= Holstein Party =

Political party in Sweden (1718–1727)

The Holstein Party (Holsteinska partiet), was the name of a political group in 18th-century Sweden which played a significant role in politics after the death of Charles XII of Sweden in 1718 and until 1727.

== History ==
The party was created in 1718 of those who favored Charles Frederick, Duke of Holstein-Gottorp, son of Charles XII’s elder sister Hedvig Sophia of Sweden, as heir to the throne before that of Ulrika Eleonora, Queen of Sweden.

The party lost to the followers of Ulrika Eleonora in 1719, and to her spouse and successor Frederick I of Sweden in 1720. But due to Frederick I’s plans to strengthen royal power with support of the Hovpartiet, the Holstein Party were given a favorable situation have Charles Frederick appointed heir to the throne, a situation which was supported by Tsar Peter the Great of Russia who wished influence in Sweden.

In the Riksdag of 1723, the attempt of the king and Hovpartiet to introduce absolute power was crushed and the Holstein Party, whose follower filled the seats of parliament and bought more followers by granting allowances and titles from Holstein and Russia, especially to those losing their property during the Great Northern War: Charles Frederick was granted the title Royal Highness, a Swedish allowance and an informal promise to be considered as heir to the throne should such an election be necessary. The marriage of Charles Frederick to the Russian princess Anna Petrovna and the accession of her mother as Empress Catherine I of Russia in 1725 signified a triumph for the Holstein Party: the rumours that Charles Frederick was about to be appointed Russian heir to the throne or at least be granted the Baltic provinces made him an attractive heir to the Swedish throne by those in Sweden wishing to restore the Swedish Empire, and ambassador Josias Cederhielm was sent to Russia. These plans were however prevented by Arvid Horn with support of the king and the ambassadors of France and Great Britain to prevent Sweden from being involved in a war through Russia's promise to reconquer Slesvig to Holstein from Denmark.

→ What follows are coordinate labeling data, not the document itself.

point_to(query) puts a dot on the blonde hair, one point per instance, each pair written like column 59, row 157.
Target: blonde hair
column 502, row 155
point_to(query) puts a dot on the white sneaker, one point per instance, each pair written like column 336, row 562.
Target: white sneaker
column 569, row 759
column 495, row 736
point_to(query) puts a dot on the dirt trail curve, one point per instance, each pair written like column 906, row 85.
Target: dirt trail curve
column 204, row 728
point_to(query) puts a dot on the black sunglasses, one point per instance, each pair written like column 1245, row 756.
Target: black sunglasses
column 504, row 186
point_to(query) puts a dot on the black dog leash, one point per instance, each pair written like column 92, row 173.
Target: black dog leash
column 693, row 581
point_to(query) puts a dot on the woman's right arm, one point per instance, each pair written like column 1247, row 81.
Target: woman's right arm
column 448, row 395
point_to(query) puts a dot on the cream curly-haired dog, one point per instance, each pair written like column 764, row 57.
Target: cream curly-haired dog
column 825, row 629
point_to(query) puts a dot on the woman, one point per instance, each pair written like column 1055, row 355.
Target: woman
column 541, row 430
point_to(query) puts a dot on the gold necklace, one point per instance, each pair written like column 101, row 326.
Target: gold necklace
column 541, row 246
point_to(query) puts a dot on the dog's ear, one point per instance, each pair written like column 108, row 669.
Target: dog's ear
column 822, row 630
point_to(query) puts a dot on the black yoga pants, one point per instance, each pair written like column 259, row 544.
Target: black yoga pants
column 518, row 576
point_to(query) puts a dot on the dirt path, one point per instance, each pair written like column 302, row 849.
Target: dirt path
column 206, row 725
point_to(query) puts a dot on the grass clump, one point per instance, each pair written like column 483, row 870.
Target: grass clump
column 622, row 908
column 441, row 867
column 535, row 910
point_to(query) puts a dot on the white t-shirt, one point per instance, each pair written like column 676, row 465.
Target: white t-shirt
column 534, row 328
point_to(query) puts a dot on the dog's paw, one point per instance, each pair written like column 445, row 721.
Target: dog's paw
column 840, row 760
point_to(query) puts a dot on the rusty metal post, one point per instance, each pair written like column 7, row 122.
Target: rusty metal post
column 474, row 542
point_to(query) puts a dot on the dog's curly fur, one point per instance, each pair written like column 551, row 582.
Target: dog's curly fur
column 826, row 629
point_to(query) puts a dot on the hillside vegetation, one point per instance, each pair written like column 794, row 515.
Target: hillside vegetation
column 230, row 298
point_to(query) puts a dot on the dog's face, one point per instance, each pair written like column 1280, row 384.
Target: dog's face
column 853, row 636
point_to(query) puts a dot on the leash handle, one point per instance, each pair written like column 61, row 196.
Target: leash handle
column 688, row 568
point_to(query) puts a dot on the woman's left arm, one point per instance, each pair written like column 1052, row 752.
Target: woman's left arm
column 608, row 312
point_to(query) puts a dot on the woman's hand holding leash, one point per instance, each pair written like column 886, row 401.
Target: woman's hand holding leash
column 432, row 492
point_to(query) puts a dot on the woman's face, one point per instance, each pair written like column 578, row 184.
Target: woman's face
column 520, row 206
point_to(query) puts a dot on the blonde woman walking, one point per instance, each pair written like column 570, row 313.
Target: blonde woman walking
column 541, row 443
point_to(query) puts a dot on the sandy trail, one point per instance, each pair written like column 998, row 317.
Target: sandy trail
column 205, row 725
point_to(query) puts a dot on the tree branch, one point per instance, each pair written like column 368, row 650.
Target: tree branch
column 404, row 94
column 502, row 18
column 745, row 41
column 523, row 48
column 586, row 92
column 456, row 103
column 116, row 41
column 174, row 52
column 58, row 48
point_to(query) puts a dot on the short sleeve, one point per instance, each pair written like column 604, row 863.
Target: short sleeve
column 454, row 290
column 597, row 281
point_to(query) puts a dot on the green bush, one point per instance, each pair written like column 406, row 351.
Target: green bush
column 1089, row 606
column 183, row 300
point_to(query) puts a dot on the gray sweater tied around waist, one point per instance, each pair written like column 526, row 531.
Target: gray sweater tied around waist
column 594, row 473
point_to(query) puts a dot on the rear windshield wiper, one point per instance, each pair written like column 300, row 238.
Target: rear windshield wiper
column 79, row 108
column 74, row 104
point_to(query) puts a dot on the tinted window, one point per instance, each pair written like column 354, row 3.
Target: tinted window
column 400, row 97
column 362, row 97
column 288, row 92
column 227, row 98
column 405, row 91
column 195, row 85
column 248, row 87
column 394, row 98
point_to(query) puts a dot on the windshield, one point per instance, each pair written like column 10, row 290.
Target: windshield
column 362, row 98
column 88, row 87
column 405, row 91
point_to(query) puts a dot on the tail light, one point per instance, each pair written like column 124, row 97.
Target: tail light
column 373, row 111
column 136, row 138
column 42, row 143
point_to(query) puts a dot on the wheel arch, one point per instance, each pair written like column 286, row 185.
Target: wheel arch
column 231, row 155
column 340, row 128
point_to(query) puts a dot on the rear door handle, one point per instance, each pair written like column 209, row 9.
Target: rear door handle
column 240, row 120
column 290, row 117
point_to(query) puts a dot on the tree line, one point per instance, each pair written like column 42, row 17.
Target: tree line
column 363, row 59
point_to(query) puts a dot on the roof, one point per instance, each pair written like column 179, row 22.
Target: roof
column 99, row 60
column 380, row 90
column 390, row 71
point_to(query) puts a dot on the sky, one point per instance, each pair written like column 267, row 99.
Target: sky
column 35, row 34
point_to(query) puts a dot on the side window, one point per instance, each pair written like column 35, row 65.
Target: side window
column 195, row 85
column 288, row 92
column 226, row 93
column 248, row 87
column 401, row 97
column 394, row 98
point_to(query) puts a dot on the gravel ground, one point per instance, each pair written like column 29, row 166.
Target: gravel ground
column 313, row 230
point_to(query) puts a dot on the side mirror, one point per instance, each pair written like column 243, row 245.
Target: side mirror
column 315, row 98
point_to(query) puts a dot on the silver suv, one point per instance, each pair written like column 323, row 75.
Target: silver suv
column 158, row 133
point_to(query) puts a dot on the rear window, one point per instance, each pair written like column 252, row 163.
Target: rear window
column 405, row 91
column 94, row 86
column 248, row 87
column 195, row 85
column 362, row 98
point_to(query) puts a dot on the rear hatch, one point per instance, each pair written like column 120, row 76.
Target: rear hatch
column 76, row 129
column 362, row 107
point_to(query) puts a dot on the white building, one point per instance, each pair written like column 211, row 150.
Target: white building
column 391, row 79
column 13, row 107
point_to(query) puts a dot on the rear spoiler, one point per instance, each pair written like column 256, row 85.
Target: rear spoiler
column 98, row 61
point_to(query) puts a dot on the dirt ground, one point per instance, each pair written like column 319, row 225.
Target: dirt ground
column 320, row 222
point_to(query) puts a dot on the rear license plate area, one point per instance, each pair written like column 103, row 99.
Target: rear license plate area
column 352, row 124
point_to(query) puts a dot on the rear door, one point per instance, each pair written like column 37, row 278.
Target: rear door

During the Riksdag of 1726-1727, Horn managed to have the Riksdag vote for Sweden to join the Treaty of Hanover (1725) against Russia, and the Holstein followers was removed from the royal council and replaced with the followers of Horn. The defeat of the Holstein Party was completed by the death of Catherine I, which destroyed the power base of Charles Frederick in Russia and forced him to leave for Holstein.